3Kチンピラ 1ページ目

パチンコ屋の喧騒の中一人の男がいら立ちを隠せずタバコを吸いながら貧乏ゆすりをしていた。どうやらハマっているようだ。暫くして台の回転数が1000を超え男は台を叩き始めた。近くにいた店員が飛んでくる。
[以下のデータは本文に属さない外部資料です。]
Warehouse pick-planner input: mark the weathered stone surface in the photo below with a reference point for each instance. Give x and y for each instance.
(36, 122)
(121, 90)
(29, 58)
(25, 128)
「ちょっと止めて下さいよ茜さん。先月も台壊したの忘れたんですか!?」
「出さねーからだろうが。このクソ台が!」茜という男は先月も同じパチンコ屋で出なかった台のガラスを割っていた。そのせいで3万円も払う羽目になったが全く懲りてないようだ。
「もういい。帰るわ。」
「今度壊したら出禁ですよ!またのお越しを!」
 ここは東北の地方都市。人口減、少子高齢化に苦しみ不景気でろくな仕事もない。栄えてるのは飲み屋とパチンコ屋位だ。駅前もほとんど人がいない。24歳の茜はそんな田舎で建設作業員として働いていた。建設業の派遣、いわゆる人夫出しだ。社長はヤクザやヤクザ関係者が多い。違法だが捕まったなんて話は聞いた事がない。
茜の働く会社の社長も日本最大のヤクザ組織山影会の関係者でまだ若くしかも茜の1コ下の後輩だった。1年前に人夫出しを始めその時暇をしていた茜を誘った。日給は8500円と普通の人夫出しに比べて1000~1500円程良い。後輩の下で働くのは癪だが給料が良かったので結局働くことにしたという感じだった。それから鳶の手元で足場材を運んだり土方の穴掘りなどして働いた。パチンコで負けた茜はパチンコ屋の近くのサラ金のatmに向かった。
 atmには先客がいた。車で少し待って先客が出ていってから中に入る。とりあえず負けた金額と今日遊ぶ金で5万円借りた。限度額は50万円ですでに25万円借りてる。給料は月20万円程貰っているがパチンコで負けて足りなくなり借りる事が多い。土曜の夜8時。明日は仕事が休みなので飲みに行こうかと思ったがある事を思い付き電話をかけ始めた。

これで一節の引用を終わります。